Ia memandang timnya kala itu secara alamiah bersistem ring. Ring satu sebagai orang-orang terdekat caleg dan ketua tim sukses yang berjumlah empat orang. Untuk ring-ring setelahnya, mereka terus merekrut hingga tingkat RT agar target sebanyak 6.000-an orang yang akan diberikan serangan fajar tercapai. ”Untuk serangan fajar, mendapatkan koordinatornya untung-untungan saja,” ujar DG.
DG kala itu menjadi anggota tim sukses untuk tiga caleg berbeda tingkatan, yaitu SD, caleg DPRD Kota Samarinda, serta caleg DPRD Provinsi Kalimantan Timur dan caleg DPR RI. Setiap caleg, menurut dia, mengalokasikan Rp 600 juta hanya untuk ongkos serangan fajar. Dengan anggaran per caleg Rp 100.000 per pemilih, satu penerima mendapat total Rp 300.000.

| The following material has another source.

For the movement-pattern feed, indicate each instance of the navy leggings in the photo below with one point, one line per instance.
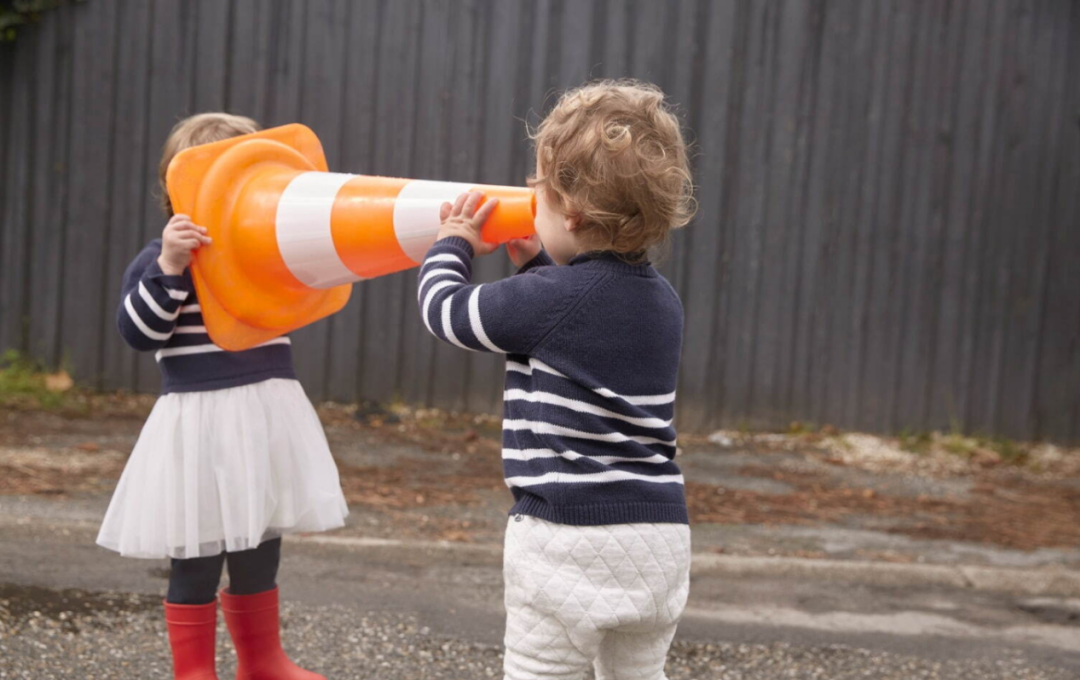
(196, 581)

Amplop berisi uang didistribusikan seminggu sebelum pencoblosan. Amplop tersebut hanya berisi uang. Tim dilarang memasukkan bahan kampanye, seperti stiker atau kartu nama caleg, ke amplop. ”Risikonya besar kalau tertangkap ada kartu namanya. Jika hanya amplop, kita bisa mengelak,” kata DG.
Saat dikonfirmasi, SD membantah menerapkan serangan fajar pada 2019. Ia mengaku total modalnya untuk nyaleg hanya sekitar Rp 200 juta kala itu. ”Coba bayangkan, uang Rp 200 juta cukup tidak untuk mengeksekusi 3.000 (suara)?” ucapnya.
Meski demikian, menurut SD, peluang memenangi pemilu tanpa serangan fajar kecil. ”Sekarang orang yang maju, apalagi sudah punya modal, tak mungkin tidak mau menang. Mungkin menghalalkan segala cara,” katanya.
Baca juga: Jalan ”Ninja” Caleg-caleg Kere Bermodal Dengkul
Dari pemilu ke pemilu, praktik politik uang selalu terjadi. Persaingan antarcaleg pada sistem proporsional terbuka sengit. Seorang caleg hanya membutuhkan margin suara yang tipis untuk mengalahkan teman satu partai. Dalam hal ini, politik uang penting meski efek untuk memengaruhi pemilih hanya 10 persen.
”Selisih kemenangan caleg yang lolos ke Senayan mengalahkan teman se-partainya itu rata-rata hanya 1,6 persen,” ucap Guru Besar Bidang Ilmu Politik Universitas Islam Negeri Syarif Hidayatullah Jakarta Burhanuddin Muhtadi.
Temuan Burhanuddin, pada Pemilu 2014 dan 2019, ada 63,5 juta pemilih yang terlibat dalam politik uang untuk pileg. Dari sisi jumlah, politik uang di Indonesia menjadi yang terbesar di dunia.
Mengutip riset Burhanuddin pada Pemilu 2014, rata-rata caleg menghabiskan 30-40 persen anggaran dana kampanye untuk jual-beli suara. Besaran uang yang digelontorkan Rp 6-10 miliar.